What the ovens cannot claim, claims us. We breathe her ash-dust into our lungs, carry her home.


Dust and ashes, dust and ashes, wrote Browning in A Toccata of Galuppi's). We are framed by them and by ritual, the rituals of mourning a life and of  running a state.

In so far as the funeral was concerned there was a form and the proprieties associated with the form. The form in Alvin's account was ancient and hierarchical: people had their functions and stations. Grief and fear, two of the key elements in death were shaped and allocated roles. Trespassing against the form was a form of sacrilege signifying a lack of respect. And this obtained across a whole range of familial relationships. The period of mourning extended beyond the primary ritual into bans against marriage in the mourning period. There were prescribed ways of behaving.

On the other hand there was the role of the state and the state education system in affirming a view of itself, presenting a face to the world. The state was concerned with the world of markets and public commercial success. The presentation of the national self was prescribed much like the ways of behaving at the funeral.

What then is the writer’s role: what kind of propriety or responsibility is incumbent on the writer, and to what degree should the writer offend against the first and reject the second? Is the writer fundamentally a solitary, the relationship between writer and reader as of one solitary to the other? If so we are not wholly part of the funeral, we resist absorption into the state. We stress the self and the truth of the self. And again if so, is that a peculiarly Western or a more universal 'we'?

A discussion of centres and peripheries was beginning to emerge.

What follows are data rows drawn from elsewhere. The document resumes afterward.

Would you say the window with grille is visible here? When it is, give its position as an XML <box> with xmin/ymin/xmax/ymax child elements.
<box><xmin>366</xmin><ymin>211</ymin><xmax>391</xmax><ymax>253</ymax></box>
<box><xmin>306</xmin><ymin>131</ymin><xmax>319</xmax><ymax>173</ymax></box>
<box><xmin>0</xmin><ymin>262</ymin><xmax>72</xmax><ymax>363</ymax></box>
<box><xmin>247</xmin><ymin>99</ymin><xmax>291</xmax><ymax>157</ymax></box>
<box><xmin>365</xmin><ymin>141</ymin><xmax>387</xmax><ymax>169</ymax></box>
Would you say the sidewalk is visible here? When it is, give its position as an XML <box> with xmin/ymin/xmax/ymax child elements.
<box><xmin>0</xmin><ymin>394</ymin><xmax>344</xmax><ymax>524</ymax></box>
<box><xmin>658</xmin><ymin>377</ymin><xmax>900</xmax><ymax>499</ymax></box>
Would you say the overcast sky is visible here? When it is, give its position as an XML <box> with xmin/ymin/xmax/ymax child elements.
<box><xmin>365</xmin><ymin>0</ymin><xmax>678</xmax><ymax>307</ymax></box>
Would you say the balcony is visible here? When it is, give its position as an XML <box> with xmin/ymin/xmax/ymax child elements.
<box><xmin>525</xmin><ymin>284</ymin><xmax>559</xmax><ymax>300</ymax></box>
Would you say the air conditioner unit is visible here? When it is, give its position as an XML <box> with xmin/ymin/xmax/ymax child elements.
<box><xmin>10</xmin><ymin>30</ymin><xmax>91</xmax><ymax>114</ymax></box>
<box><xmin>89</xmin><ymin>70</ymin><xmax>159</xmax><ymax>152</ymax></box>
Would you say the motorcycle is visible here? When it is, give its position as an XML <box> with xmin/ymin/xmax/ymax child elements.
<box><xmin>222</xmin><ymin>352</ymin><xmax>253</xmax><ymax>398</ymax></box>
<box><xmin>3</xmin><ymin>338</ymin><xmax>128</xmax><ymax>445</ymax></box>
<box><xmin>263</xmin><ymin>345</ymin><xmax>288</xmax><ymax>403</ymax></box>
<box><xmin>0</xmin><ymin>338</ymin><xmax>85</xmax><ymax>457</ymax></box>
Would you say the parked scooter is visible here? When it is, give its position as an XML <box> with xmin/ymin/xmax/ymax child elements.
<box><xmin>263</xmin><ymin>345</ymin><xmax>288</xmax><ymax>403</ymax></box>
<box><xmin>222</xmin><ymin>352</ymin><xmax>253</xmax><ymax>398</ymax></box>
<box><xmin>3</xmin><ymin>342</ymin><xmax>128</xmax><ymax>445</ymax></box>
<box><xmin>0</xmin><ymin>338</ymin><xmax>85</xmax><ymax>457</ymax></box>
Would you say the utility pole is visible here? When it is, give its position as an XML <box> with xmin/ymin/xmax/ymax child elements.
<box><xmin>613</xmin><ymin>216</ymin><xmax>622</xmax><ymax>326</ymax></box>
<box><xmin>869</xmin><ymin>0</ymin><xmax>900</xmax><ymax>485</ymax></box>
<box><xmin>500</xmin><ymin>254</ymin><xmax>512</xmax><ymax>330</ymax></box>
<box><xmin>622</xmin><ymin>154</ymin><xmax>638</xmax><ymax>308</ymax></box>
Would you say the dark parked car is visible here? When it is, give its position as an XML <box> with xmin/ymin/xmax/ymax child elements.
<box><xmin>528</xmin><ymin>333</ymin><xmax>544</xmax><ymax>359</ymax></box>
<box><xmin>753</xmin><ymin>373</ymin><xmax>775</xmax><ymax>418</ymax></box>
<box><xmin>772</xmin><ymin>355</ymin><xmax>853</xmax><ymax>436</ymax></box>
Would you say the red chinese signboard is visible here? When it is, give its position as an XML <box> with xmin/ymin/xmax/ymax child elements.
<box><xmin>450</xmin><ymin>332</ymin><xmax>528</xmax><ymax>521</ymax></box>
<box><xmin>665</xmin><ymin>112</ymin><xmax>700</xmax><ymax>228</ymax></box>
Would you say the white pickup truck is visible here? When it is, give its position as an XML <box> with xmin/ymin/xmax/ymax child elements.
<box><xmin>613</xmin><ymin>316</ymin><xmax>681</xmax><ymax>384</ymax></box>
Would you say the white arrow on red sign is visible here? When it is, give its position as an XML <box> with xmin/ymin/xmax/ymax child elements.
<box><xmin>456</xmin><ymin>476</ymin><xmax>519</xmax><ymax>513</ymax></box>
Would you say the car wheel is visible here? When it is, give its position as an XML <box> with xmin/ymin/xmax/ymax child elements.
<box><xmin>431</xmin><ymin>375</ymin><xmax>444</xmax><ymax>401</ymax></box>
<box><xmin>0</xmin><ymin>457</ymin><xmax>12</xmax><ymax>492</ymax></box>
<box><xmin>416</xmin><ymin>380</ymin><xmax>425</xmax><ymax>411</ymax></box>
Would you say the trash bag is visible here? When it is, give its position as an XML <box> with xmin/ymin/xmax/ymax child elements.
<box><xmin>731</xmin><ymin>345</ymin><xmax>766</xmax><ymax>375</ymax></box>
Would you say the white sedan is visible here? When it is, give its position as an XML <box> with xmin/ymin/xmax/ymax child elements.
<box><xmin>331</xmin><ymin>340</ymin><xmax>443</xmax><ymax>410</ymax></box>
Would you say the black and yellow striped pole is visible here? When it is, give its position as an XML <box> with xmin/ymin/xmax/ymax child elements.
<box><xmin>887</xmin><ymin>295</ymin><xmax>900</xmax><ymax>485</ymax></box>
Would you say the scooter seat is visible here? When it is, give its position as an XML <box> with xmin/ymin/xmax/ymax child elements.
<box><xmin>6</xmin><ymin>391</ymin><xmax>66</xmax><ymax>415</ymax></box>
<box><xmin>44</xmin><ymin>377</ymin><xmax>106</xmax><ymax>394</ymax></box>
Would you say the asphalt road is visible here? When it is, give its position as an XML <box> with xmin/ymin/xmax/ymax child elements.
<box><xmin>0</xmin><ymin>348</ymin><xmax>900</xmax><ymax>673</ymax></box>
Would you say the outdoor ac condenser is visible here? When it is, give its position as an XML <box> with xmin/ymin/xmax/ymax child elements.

If the state, the ritual, the adult, is the centre, is the writer’s place at the edges of ritual, transgressing against its complex codes, at a point in  Gail's locatable, sticky-fingered numinous childhood, far from, but aware of, the centres of power.

Syon talked about the power of stories in his culture, Iceland, where literature is the only developed form.   There was some question as to how far we expect writers to speak for their cultures, their particular political situations.

But how fair is it to expect a Nigerian writer, like Chika Unigwe,  a Ugandan writer, like Goretti Kyomuhendo, or, say, an unnamed Somalian writer to write directly about being of that place? How far was location actually in the local and - I think back to Gail’s point here - how far is the notion of responsibility to a place or people an obligation if one is to be considered a serious writer? Is the imagination local or metaphorical? Is it a free agent or has it responsibilities? If you are not at a centre of cultural power - say at a major Western metropolis - are you obliged, if not by moral or aesthetic conviction, to engage with that power and do what it seems to demand?

The writer's public responsibility is not just an old chestnut - it is positively ancient. Socrates is said to corrupt Athenian youth. He has a responsibility not to, says the city. Do we speak out? Do we speak on behalf of? This was a theme picked up by Chika the next morning.